Silicon Valley companies know to operate in the gray might be heaving a small sigh of relief this morning. Yesterday, afternoon, the Securities & Exchange Commission announced that Jina Choi, the head of its San Francisco office, is retiring after 16 years with the agency.
The release about Choi’s move is glowing, though it doesn’t off an explanation of why Choi is leaving or what her next move may be, though many federal employees are eventually lured into higher paying jobs in the private sector. (We’ve reached out to learn more.)
Choi was appointed to lead the SEC’s Bay Area office in 2013, and with a staff of 130 enforcement attorneys, accountants, investigators, and compliance examiners, it has brought enforcements against numerous high-fliers, including, most recently, Tesla’s Elon Musk, who was made to step down as chairman of the company for a period of at least three years after he was accused of fraud for tweeting that he had secured company for the car company when he had not.
As part of that same settlement, Musk had to pay a $20 million fine; Tesla promised to put in place a system for monitoring Musk’s statements to the public about the company; and Tesla agreed to pay a separate $20 million fine and to appoint two independent directors to the board. It has since appointed longtime board member Robyn Denholm as new chair to replace Musk.
In September, we had talked with Choi on stage at our San Francisco Disrupt show about another of the agency’s most famous cases to date: Theranos, the blood-testing company that was recently dissolved but was charged with massive civil fraud by the SEC back in March.
It was a case that the SEC spent nearly two years building, and when we talked with Choi about what took so long, she explained how resource-intensive nature of the SEC’s work in some detail.
The SEC’s Bay Area office oversees a surprising number of regions, including Portland, Seattle, Idaho, Montana, and Alaska.
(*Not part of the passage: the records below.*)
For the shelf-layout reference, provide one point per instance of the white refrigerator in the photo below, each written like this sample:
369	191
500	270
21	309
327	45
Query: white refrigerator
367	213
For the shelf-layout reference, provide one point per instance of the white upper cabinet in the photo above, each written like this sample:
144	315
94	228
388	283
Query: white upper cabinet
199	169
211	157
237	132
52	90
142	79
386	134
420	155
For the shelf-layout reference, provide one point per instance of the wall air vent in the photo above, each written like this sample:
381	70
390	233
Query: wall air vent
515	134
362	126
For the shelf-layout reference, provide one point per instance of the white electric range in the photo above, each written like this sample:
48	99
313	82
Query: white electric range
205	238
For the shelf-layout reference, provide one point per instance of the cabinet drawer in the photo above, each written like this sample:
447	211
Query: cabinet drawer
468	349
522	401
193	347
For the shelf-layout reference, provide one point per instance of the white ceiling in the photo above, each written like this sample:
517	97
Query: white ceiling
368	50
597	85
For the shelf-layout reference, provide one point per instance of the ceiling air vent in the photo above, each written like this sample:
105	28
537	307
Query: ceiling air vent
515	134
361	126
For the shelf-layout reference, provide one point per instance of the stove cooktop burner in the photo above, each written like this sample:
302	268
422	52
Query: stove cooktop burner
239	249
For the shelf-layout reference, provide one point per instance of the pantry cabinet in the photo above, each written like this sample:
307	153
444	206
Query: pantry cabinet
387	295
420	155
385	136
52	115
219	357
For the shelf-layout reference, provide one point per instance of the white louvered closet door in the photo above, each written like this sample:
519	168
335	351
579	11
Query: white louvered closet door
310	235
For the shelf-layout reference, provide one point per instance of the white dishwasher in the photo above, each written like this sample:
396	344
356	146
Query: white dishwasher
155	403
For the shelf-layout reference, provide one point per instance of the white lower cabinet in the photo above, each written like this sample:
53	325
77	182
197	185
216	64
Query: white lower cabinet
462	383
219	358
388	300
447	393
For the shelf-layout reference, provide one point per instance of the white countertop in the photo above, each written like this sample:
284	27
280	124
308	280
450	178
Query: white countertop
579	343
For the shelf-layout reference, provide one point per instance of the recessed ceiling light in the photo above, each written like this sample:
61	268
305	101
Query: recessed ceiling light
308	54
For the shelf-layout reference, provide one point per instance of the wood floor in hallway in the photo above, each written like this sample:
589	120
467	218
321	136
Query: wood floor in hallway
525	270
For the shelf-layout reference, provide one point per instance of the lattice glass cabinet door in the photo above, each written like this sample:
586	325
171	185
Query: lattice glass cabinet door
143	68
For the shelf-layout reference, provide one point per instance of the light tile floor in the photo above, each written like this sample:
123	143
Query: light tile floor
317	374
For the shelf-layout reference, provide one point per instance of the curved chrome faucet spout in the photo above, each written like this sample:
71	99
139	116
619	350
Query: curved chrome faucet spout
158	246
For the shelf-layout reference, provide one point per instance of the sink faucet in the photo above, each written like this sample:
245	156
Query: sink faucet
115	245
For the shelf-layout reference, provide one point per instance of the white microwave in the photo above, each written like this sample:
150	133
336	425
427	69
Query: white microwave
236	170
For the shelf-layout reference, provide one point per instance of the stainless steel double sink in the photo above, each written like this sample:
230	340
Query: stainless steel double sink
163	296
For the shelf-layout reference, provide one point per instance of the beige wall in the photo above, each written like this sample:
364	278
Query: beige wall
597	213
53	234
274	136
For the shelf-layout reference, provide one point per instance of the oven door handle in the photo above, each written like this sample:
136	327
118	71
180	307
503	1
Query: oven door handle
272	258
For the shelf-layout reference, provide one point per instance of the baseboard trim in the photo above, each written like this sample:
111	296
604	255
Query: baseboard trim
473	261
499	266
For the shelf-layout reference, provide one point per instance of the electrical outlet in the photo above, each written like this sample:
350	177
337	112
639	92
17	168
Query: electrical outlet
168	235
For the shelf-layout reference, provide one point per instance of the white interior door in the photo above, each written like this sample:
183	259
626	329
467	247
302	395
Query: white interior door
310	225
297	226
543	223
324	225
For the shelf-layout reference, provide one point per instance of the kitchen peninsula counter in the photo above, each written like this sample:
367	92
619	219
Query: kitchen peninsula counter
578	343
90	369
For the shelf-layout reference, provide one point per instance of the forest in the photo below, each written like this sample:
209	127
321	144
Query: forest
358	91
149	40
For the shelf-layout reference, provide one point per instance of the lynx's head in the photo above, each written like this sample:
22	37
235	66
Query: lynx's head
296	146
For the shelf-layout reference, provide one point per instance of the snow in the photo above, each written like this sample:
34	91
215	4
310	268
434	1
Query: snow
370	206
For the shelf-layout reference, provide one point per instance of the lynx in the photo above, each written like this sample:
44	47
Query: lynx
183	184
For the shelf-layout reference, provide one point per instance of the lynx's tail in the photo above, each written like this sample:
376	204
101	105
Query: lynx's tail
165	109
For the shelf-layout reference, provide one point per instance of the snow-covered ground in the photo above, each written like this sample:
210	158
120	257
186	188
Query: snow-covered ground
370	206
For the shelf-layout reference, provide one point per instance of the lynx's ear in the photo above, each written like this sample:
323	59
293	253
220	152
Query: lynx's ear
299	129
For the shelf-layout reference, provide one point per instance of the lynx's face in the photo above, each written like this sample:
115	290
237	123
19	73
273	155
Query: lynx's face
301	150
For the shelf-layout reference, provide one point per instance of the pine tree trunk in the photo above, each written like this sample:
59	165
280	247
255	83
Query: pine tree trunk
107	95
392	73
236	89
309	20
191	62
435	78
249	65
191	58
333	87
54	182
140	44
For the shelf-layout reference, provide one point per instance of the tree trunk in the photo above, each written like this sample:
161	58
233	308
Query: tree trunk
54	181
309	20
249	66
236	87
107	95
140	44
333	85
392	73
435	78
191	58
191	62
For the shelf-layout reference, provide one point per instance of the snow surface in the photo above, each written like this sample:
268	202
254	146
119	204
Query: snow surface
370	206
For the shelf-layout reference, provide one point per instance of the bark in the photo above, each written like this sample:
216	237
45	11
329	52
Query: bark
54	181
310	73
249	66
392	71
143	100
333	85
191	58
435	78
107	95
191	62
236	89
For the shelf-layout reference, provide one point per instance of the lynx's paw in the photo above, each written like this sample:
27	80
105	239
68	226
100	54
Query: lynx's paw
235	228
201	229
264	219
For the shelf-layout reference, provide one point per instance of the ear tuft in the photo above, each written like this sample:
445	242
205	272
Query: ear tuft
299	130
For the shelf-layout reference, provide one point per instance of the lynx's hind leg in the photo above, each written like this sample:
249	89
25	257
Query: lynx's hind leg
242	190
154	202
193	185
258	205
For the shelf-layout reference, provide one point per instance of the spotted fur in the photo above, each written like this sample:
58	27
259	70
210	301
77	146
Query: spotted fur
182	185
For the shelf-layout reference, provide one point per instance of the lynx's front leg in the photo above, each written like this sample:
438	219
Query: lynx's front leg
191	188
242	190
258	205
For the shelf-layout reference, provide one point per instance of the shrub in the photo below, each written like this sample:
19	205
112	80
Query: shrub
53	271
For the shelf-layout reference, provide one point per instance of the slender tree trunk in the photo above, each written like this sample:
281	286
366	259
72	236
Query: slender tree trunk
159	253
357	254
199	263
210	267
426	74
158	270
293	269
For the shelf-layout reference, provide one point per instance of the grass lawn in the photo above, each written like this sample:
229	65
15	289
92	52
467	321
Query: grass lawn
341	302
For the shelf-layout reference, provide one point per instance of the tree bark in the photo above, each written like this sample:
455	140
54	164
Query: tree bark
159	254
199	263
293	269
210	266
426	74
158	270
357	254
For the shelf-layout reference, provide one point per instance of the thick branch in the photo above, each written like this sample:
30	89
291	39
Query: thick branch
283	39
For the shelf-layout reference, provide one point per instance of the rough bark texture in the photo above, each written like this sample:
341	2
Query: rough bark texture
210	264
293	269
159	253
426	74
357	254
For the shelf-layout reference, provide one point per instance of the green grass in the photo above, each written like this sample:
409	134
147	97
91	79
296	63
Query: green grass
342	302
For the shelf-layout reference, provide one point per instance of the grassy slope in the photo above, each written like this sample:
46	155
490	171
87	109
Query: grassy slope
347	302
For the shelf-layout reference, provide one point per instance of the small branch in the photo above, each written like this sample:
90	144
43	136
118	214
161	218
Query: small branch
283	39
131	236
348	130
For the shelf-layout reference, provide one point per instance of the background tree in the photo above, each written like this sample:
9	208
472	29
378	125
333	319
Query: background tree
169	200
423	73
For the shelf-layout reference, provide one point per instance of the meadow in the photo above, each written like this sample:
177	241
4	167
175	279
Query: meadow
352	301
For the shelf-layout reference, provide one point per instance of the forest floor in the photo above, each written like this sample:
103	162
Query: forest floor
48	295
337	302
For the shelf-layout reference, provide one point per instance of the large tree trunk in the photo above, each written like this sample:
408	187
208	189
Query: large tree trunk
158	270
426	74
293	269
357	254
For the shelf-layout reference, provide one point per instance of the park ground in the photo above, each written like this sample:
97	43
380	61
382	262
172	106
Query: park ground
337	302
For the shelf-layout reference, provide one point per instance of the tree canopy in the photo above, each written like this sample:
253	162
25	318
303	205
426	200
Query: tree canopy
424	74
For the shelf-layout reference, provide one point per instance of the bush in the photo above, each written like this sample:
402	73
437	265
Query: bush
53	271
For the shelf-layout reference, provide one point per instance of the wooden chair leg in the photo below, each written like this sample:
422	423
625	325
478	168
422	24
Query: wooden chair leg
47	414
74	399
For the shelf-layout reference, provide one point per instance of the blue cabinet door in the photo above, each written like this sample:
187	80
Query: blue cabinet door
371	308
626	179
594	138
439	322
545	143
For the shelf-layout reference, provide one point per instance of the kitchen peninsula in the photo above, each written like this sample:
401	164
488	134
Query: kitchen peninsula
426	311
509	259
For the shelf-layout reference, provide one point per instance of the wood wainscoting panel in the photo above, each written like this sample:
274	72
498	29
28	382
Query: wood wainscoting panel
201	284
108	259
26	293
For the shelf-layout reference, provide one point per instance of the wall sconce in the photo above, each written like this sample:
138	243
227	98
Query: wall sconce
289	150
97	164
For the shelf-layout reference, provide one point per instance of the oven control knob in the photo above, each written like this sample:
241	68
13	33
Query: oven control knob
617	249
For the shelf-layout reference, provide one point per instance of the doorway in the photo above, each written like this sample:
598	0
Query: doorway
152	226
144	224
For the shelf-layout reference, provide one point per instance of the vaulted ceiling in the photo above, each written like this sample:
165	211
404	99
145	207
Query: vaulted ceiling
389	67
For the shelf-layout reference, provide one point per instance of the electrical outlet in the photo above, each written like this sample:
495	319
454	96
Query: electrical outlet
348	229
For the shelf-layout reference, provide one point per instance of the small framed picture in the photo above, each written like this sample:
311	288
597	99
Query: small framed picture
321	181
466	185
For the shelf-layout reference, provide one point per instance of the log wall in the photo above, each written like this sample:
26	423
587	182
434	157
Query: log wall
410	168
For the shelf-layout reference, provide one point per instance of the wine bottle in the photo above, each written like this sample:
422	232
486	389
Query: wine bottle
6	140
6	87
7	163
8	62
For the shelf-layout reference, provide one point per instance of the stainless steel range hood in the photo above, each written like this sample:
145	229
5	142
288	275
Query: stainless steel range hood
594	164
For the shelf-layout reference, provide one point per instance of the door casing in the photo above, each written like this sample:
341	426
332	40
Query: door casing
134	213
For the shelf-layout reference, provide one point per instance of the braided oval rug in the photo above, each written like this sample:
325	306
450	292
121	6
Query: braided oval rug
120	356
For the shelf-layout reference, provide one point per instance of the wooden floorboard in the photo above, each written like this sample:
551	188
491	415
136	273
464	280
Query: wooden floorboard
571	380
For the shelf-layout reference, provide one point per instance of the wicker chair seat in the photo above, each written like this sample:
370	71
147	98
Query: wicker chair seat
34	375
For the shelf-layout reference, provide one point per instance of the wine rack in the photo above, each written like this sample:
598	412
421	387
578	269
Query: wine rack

It has not yet announced who will replace Choi.
The SEC just today announced that it has settled charges against boxer Floyd Mayweather Jr. and music producer DJ Khaled for failing to disclose payments they received for promoting investments in ICOs, though the case was pursued by the agency’s New York office.
Mayweather agreed to pay $300,000 in disgorgement, a $300,000 penalty, and $14,775 in what’s called prejudgment interest. Khaled agreed to pay $50,000 in disgorgement, a $100,000 penalty, and $2,725 in prejudgment interest.